Today, my roommate Mary left to move into assisted living. The staff had promised me they would bring me a quieter roommate. The nurse came in this morning and mentioned she had someone in mind, but would “talk to you about it tomorrow”. I thought… my God, does this mean I get the room to MYSELF tonight?!?! Yes, yes it does. “The hospitals want us to take their patients out of the emergency room as soon as possible, so…” it will only be for tonight. They are doing me a huge favour, so I better sleep good tonight! Normally when they move someone out, they move another body right in. So I’m lucky they are being so nice. Last night, actually, I slept quite good. I owe that to the soothing sound of Peter Katz’s voice. I put him on repeat on my iPod all night, and will do that again tonight. Thank you, Mr. Katz.

Who, by the way, sent me an email yesterday that he would play for me when he is here in April, “no matter where you are”. *smiles* I have been listening to the song he recorded with Glen Hansard nonstop, as well. “First of the Last to Know”, on his soon to be released next CD. I get all tingly as soon as Glen Hansard starts singing!

Today after lunch I went home again. I got quite a bit of work done, but I really need to get my accounting software on this netbook so I can work from here, too. I can’t sit at my desk for as long as I need to in order to get a lot more done! It’s frustrating. One big problem is I don’t actually own the software and my client can’t find the disc! I also spent a lot of time with kitties. Enough to make me cry again when I left them. It seems like I’m able to walk in there about as good as I could before I ended up needing to come here, and it would probably be better if I didn’t spend all day in wheelchair here. A big part of my mobility at home is my electronic lift chair, which helps me stand up, and the bare feet on carpet thing. I do think at the meeting tomorrow I will ask about how to get into a more accessible apartment with self-managed care. I need a LOT of care though, so maybe a group home… if I can find one that takes cats!!
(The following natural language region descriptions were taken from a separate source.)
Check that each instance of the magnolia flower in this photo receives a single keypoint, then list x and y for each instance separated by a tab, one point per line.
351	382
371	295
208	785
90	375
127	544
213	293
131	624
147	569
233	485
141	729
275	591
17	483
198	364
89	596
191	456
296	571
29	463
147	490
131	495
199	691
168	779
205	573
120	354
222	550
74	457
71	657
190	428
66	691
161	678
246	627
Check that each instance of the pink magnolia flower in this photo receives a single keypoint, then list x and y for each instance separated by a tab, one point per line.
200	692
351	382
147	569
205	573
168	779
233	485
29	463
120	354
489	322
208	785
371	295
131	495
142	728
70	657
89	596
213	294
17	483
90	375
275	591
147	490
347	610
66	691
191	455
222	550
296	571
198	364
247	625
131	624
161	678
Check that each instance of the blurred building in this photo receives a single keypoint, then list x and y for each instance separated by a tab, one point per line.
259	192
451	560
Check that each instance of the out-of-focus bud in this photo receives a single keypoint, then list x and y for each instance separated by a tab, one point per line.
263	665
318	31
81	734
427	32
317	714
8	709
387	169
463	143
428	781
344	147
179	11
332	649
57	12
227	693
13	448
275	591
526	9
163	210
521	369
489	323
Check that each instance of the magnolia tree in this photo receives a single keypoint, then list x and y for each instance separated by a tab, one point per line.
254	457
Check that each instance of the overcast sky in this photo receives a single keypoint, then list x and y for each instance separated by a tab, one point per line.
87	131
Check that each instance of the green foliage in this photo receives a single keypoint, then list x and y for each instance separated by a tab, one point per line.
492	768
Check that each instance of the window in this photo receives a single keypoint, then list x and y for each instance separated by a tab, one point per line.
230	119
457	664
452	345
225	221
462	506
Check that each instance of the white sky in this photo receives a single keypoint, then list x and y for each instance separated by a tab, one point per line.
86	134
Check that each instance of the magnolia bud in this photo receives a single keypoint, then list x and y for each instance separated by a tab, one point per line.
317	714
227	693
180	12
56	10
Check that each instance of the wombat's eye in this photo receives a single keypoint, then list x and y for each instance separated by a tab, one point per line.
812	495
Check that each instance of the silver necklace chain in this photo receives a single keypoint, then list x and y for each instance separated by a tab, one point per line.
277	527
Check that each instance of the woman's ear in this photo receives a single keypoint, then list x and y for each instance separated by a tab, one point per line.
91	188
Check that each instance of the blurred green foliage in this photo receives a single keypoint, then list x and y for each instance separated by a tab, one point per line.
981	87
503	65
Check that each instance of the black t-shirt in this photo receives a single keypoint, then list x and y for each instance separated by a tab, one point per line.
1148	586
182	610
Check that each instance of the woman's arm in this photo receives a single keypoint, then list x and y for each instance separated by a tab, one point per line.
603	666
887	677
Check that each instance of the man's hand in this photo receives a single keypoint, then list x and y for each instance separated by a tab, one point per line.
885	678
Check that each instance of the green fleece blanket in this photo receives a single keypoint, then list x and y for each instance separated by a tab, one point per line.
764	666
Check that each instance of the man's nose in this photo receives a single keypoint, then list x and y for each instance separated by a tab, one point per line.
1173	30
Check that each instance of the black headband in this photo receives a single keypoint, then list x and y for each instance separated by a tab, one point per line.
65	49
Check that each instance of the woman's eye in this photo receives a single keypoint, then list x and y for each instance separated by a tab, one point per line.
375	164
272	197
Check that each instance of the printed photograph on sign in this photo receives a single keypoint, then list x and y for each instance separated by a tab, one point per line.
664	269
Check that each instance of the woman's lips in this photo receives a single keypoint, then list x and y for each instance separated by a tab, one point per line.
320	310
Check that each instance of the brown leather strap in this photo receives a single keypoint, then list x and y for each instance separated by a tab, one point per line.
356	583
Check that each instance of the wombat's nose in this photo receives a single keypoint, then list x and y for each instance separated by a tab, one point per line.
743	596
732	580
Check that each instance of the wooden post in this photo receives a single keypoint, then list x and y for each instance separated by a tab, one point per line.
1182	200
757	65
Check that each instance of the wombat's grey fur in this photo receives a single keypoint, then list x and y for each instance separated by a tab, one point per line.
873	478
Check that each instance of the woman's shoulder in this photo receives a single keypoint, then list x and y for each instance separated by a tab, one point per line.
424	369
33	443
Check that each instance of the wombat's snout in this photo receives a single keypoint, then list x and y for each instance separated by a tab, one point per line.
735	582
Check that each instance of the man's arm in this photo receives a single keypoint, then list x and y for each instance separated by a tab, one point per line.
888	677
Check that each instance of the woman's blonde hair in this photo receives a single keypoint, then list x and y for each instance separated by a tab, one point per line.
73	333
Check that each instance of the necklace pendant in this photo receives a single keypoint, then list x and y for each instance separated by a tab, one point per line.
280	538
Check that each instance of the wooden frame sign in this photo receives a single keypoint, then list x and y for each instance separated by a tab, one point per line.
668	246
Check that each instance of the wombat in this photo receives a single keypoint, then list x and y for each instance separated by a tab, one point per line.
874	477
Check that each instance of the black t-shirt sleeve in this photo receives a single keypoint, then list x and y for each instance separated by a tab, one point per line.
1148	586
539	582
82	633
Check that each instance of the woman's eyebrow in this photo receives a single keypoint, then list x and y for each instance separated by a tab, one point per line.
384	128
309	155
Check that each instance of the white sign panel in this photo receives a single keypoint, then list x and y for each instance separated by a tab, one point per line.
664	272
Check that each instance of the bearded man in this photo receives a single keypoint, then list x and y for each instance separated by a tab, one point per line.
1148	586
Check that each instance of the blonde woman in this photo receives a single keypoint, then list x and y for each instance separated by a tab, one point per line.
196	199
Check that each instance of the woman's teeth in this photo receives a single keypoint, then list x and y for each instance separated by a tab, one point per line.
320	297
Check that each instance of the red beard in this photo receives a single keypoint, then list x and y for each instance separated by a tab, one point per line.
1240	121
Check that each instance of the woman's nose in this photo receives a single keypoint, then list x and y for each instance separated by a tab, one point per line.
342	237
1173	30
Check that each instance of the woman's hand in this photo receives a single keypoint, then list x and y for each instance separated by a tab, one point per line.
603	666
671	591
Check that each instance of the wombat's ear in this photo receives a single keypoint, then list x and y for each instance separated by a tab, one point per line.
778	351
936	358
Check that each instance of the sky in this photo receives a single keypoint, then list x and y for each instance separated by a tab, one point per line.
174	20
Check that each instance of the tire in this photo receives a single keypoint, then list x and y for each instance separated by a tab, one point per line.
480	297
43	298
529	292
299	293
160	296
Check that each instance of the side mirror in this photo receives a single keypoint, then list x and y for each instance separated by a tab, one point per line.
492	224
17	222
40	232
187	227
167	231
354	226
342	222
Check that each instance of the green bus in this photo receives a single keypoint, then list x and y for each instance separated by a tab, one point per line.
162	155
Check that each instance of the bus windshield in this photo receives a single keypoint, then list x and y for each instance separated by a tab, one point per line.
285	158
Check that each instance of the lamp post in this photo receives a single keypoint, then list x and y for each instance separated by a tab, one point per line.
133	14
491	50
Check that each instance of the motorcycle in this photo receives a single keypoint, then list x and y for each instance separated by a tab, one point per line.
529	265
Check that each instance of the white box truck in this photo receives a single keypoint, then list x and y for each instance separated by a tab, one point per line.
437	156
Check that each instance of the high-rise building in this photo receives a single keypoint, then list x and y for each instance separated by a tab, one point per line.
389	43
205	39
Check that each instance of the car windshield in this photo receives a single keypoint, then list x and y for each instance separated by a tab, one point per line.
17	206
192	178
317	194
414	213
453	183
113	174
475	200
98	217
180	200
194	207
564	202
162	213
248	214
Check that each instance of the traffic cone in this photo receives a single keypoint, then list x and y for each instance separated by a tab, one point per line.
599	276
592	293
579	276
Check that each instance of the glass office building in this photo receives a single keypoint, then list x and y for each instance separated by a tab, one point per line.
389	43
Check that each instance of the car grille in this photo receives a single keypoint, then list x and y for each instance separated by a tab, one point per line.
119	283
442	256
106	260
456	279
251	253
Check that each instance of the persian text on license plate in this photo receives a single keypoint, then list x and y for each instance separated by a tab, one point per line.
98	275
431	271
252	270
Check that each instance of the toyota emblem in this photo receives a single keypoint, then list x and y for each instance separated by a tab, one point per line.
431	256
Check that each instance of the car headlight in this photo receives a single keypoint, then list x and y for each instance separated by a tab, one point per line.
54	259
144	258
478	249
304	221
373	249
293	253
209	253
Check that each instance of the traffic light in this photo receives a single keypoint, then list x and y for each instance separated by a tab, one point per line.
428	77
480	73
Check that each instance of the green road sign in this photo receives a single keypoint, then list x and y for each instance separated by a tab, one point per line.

Tomorrow is the Big Meeting to discuss my future. My parents will be there, as well as my home care nurse Gail and the social worker and transition person on staff here. Wish me luck that they know of places suitable for me!! I know Mary made the choice of her “top three” but didn’t get into one yet. First you have to go to the first available bed just to get into the system, then it’s easier to move you around once you’re in when one of your top choices becomes available. I’m unsure whether I should just go into assisted living now, or try it at home with self-managed care first, just to need to do this all over again in a couple years. *Sigh*.